The Paroxysmal Kinesigenic Dyskinesia is a genetic movement disorder characterised by brief and frequent attacks of uncontrolled movements caused by frights or sudden voluntary movements. The high frequency of these crisis makes this disease extremely impactful on the quality of life of patients, mostly children and adolescents.

In the last year, mutations in the TMEM151A gene have been shown to cause this condition, often associated with childhood convulsions. Today, we have no knowledge about the TMEM151A gene encoded protein, other than that it is localised in the brain. The research groups (University of Genova) have long experience with paroxysmal disorders which has led to an understanding of the function of the PRRT2 protein in the brain, which is also involved in these disorders.

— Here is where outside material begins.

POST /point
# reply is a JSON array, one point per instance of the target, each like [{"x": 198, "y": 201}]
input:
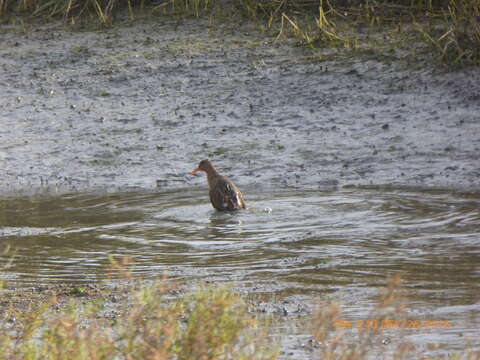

This project aims to identify the role of TMEM151A in the brain from both a physiological and pathological point of view. We will investigate the localisation of TMEM151A from macro-areas of the brain down to the sub-cellular level, and subsequently its molecular partners. These findings will allow us to understand 'where' and 'with whom' our protein acts, which are fundamental requirements for defining 'how'. The latter aspect will be investigated by assessing neuronal activity in the absence of TMEM151A. We will simulate the pathology using a state-of-the-art technique, allowing us to directly study human neurons in which we have inserted the mutations identified in patients. This knowledge will be crucial in identifying new drug therapies that will improve the quality of life of young patients.